In its most narrow definition, musicology is the music history of Western culture. Such a definition arbitrarily excludes disciplines other than history, cultures other than Western, and forms of music other than "classical" ("art", "serious", "high culture") or notated ("artificial") - implying that the omitted disciplines, cultures, and musical styles/genres are somehow inferior. A somewhat broader definition incorporating all musical humanities is still problematic, because it arbitrarily excludes the relevant (natural) sciences (acoustics, psychology, physiology, neurosciences, information and computer sciences, empirical sociology and aesthetics) as well as musical practice.

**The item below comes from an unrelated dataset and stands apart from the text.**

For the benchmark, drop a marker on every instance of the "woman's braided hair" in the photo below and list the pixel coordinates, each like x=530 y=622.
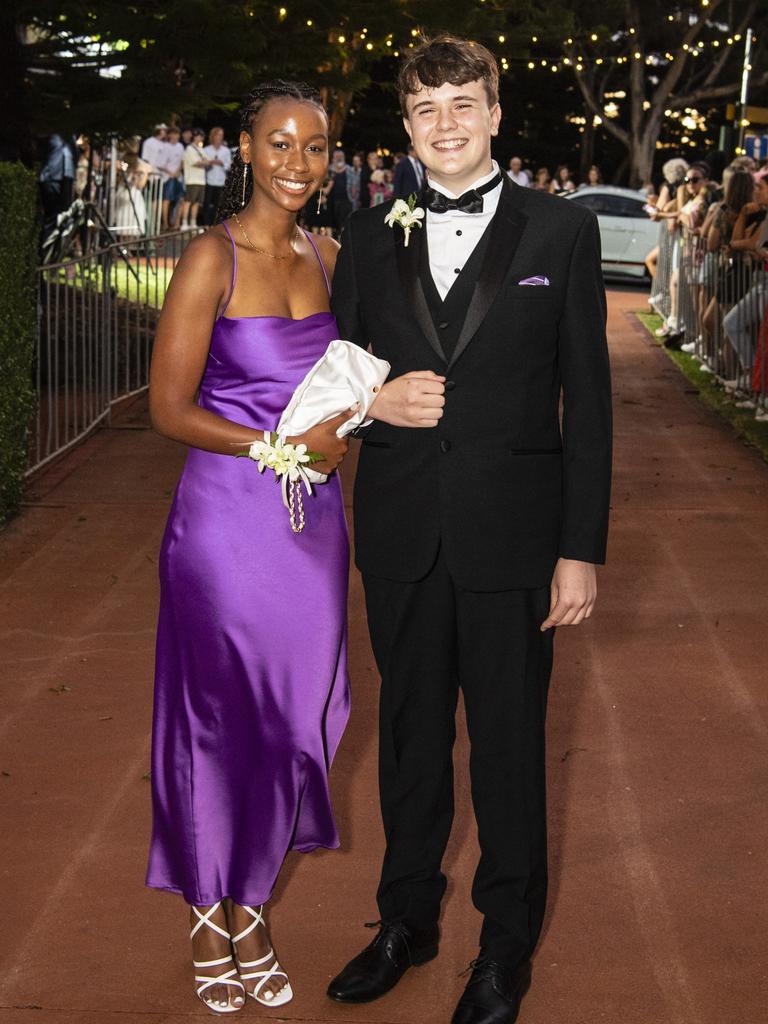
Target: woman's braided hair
x=278 y=88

Within historical musicology, scholars have been reluctant to adopt postmodern and critical approaches that are common elsewhere in the humanities. According to Susan McClary (2000, p.1285) the discipline of "music lags behind the other arts; it picks up ideas from other media just when they have become outmoded." Only in the 1990s did historical musicologists, preceded by feminist musicologists in the late 80s, begin to address issues such as gender, sexualities, bodies, emotions, and subjectivities which dominated the humanities for twenty years before (ibid, p.10). In McClary's words (1991, p.5), "It almost seems that musicology managed miraculously to pass directly from pre- to postfeminism without ever having to change - or even examine - its ways."

Furthermore, in their discussion on musicology and rock music, Susan McClary and Robert Walser also address a key struggle within the discipline: how musicology has often "dismisse[d] questions of socio-musical interaction out of hand, that part of classical music's greatness is ascribed to its autonomy from society." (1988, p. 283)

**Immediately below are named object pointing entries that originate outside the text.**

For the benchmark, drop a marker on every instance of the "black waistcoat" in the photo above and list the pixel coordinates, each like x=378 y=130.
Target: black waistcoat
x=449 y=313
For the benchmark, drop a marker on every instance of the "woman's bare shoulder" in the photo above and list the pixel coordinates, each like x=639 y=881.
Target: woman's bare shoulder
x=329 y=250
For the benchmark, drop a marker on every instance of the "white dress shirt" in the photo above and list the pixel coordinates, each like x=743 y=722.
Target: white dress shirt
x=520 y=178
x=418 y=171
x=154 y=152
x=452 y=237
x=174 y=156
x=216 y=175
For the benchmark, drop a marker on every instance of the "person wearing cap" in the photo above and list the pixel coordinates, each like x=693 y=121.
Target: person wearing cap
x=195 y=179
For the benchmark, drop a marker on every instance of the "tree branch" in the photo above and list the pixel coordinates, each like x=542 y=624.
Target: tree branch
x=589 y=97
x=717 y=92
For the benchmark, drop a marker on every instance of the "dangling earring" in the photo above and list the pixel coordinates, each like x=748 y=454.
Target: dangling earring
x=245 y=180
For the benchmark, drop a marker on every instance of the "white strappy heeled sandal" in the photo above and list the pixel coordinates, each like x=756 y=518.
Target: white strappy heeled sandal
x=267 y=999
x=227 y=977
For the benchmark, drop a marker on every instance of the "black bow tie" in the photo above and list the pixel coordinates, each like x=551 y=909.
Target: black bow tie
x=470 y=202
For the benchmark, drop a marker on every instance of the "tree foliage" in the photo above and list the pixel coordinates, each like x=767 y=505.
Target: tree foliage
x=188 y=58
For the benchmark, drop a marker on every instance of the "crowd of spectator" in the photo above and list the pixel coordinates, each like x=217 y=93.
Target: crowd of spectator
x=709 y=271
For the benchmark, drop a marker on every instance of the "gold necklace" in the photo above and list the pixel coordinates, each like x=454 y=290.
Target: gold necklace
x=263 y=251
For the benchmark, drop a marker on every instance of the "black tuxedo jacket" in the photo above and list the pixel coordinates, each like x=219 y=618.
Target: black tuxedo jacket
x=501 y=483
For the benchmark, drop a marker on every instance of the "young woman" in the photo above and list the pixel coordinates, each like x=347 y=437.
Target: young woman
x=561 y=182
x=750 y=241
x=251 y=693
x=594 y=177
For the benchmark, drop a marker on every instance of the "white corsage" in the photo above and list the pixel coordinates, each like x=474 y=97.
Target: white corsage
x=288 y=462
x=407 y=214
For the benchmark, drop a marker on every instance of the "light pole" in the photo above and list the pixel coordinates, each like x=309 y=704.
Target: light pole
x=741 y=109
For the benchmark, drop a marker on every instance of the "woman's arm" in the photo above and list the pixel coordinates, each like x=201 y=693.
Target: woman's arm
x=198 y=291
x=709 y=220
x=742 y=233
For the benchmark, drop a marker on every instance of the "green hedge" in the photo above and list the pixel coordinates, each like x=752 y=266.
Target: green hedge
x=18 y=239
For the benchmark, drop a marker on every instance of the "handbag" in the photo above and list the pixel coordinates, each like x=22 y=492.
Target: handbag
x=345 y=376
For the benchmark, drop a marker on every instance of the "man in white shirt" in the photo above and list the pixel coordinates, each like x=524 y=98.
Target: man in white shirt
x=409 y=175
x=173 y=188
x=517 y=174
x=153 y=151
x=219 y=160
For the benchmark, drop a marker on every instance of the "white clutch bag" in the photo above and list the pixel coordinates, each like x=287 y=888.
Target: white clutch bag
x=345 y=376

Arbitrary exclusion of popular music

According to Richard Middleton, the strongest criticism of (historical) musicology has been that it by and large ignores popular music. Though musicological study of popular music has vastly increased in quantity recently, Middleton's assertion in 1990-- that most major "works of musicology, theoretical or historical, act as though popular music did not exist" -- holds true. Academic and conservatory training typically only peripherally addresses this broad spectrum of musics, and many (historical) musicologists who are "both contemptuous and condescending are looking for types of production, musical form, and listening which they associate with a different kind of music...'classical music'...and they generally find popular music lacking" (Middleton 1990, p.103).

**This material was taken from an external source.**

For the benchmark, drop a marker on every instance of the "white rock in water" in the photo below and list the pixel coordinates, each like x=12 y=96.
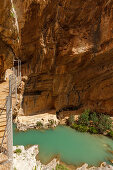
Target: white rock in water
x=26 y=160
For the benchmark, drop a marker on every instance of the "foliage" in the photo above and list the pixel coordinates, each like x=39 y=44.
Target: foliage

He cites (p.104-6) "three main aspects of this problem":

  1. "a terminology slanted by the needs and history of a particular music ('classical music')."
    1. "on one hand, there is a rich vocabulary for certain areas [harmony, tonality, certain part-writing and forms], important in musicology's typical corpus, and an impoverished vocabulary for others [rhythm, pitch nuance and gradation, and timbre], which are less well developed there"
    2. "on the other hand, terms are ideologically loaded...these connotations are ideological because they always involve selective, and often unconsciously formulated, conceptions of what music is."
  2. "a methodology slanted by the characteristics of notation," 'notational centricity' (Tagg 1979, p.28-32)
    1. "musicological methods tend to foreground those musical parameters which can be easily notated...they tend to neglect or have difficulty with parameters which are not easily notated", such as Fred Lerdahl. "notation-centric training induces particular forms of listening, and these then tend to be applied to all sorts of music, appropriately or not."
    2. Notational centricity also encourages "reification: the score comes to be seen as 'the music', or perhaps the music in an ideal form."
  3. "an ideology slanted by the origins and development of a particular body of music and its aesthetic...It arose at a specific moment, in a specific context - nineteenth-century Europe, especially Germany - and in close association with that movement in the musical practice of the period which was codifying the very repertory then taken by musicology as the centre of its attention."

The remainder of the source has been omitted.